Open Settings (gear icon in main window or menu bar) and fill in your endpoint:
| Field | Example |
|---|---|
| Base URL | http://your-server:8000/v1 |
| API Key | sk-... or not-needed for self-hosted |
| Model | gpt-4o-mini / qwen-plus / /data0/models/Qwen3-1.7B |
Click Save -- takes effect immediately, no restart needed.

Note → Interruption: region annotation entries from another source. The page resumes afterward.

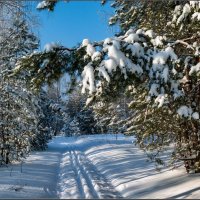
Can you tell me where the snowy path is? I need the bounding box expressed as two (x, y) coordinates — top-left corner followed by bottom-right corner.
(0, 151), (61, 198)
(60, 146), (122, 199)
(0, 135), (200, 199)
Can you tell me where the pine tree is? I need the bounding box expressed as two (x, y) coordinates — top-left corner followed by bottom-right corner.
(14, 1), (200, 172)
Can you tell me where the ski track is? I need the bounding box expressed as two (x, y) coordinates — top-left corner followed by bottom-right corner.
(58, 146), (122, 199)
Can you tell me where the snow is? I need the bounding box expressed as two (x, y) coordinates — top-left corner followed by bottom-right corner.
(189, 62), (200, 75)
(155, 94), (165, 108)
(36, 1), (48, 9)
(145, 30), (155, 38)
(192, 12), (200, 21)
(82, 63), (96, 94)
(124, 33), (141, 43)
(0, 134), (200, 199)
(192, 112), (199, 119)
(44, 42), (59, 52)
(177, 105), (192, 117)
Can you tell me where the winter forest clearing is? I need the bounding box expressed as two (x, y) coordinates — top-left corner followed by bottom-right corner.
(0, 0), (200, 199)
(0, 134), (200, 199)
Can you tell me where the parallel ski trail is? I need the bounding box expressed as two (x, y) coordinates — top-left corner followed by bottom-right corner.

Hit Test Connection to verify.
You can also configure via plist if you prefer:
cp Config/Runtime.sample.plist Config/Runtime.local.plist
# edit with your values| Provider | Chat (LLM) | Transcription (STT) | Streaming | Notes |
|---|---|---|---|---|
| OpenAI | gpt-4o-mini | gpt-4o-transcribe | -- | Standard API |
| Qwen | qwen-plus, qwen-turbo | -- | -- | Via DashScope, OpenAI-compatible |
| Groq | llama-3.3-70b | whisper-large-v3-turbo | -- | Fast inference |
| Deepgram | -- | nova-2 | WebSocket | Real-time streaming |
| Azure OpenAI | Any deployment | Any deployment | -- | Custom endpoint format |
| Self-hosted | Any | Any | -- | vLLM, Ollama, LocalAI, etc. |
Providers with an OpenAI-compatible /v1/chat/completions or /v1/audio/transcriptions endpoint work out of the box.

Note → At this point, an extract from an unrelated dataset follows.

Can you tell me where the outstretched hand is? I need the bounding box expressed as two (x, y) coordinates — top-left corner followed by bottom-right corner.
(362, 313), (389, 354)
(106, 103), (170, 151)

┌──────────────────────────────────────────────────┐
Fn press ─────────► │ AudioInputMonitor │
│ Records PCM via AVAudioEngine │
Fn release ───────► │ Exports WAV │
└──────────────┬───────────────────────────────────┘
│
▼
┌──────────────────────────────────────────────────┐
│ StreamingTranscriptEngine │
│ POST /v1/audio/transcriptions ──► ASR server │
└──────────────┬───────────────────────────────────┘
│ transcript
▼
┌──────────────────────────────────────────────────┐
│ QuickActionEngine │
│ POST /v1/chat/completions ──► LLM server │
│ (strips <think> tags for reasoning models) │
└──────────────┬───────────────────────────────────┘
│ polished text
▼
┌──────────────────────────────────────────────────┐
│ AccessibilityBridge │
│ AXUIElement.setValue ──► target app cursor │
│ Fallback: clipboard paste via Cmd+V │
└──────────────────────────────────────────────────┘
Sources/AsterTypeless/
├── App/ State machine, bootstrap, pipeline orchestration
├── Features/
│ ├── Home/ Main window (sidebar + capture hero)
│ ├── FloatingBar/ Minimal waveform overlay (NSPanel)

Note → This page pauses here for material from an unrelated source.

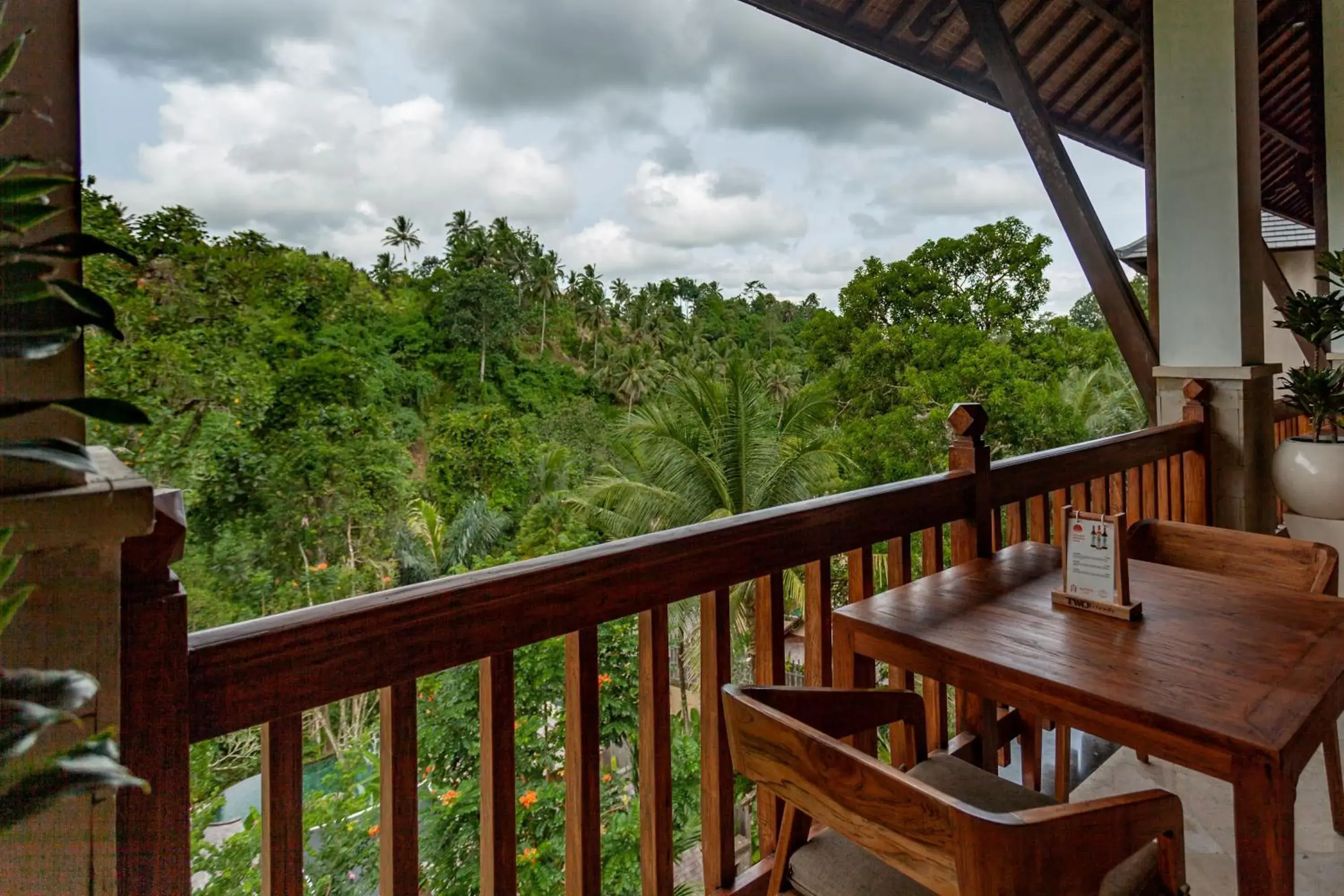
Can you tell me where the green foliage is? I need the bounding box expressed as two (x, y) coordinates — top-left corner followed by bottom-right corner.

│ ├── Settings/ Provider config, permissions, appearance
│ ├── MenuBar/ Menu bar quick actions
│ └── Onboarding/ First-launch permission wizard
├── Models/ Domain types (sessions, quick bar state, settings)
├── Services/
│ ├── OpenAIClient HTTP: chat completions + audio transcription
│ ├── DeepgramStreamingClient WebSocket: real-time STT
│ ├── ProviderRegistry Multi-provider config + persistence
│ ├── AudioInputMonitor AVAudioEngine capture, PCM buffer, WAV export
│ ├── AccessibilityBridge AX read/write + clipboard fallback
│ ├── HotkeyBridge Fn key tap/hold/double-tap via CGEventTap
│ └── ... Transcript store, config service, shortcuts
└── Support/ Theme tokens, window chrome
# Regenerate Xcode project after adding files
xcodegen generate
# Build
xcodebuild -scheme AsterTypeless build
# Deploy (preserves macOS permissions across rebuilds)
./Scripts/deploy.sh
# Check pipeline logs after a dictation
cat /tmp/aster_pipeline.logThe deploy script uses rsync to update /Applications/AsterTypeless.app without breaking the code signature, so macOS permissions (Accessibility, Input Monitoring) persist across rebuilds.
- Deepgram real-time streaming during recording (live partial transcripts)
- Expanded cross-app compatibility testing (VS Code, Notion, Arc, Slack)
- SwiftData migration for local storage
- Archive, notarization, and DMG distribution
- Configurable Fn behavior (sensitivity, double-tap timeout)
PRs welcome. If you're adding a new provider, it only needs to implement the OpenAI-compatible chat or transcription endpoint format.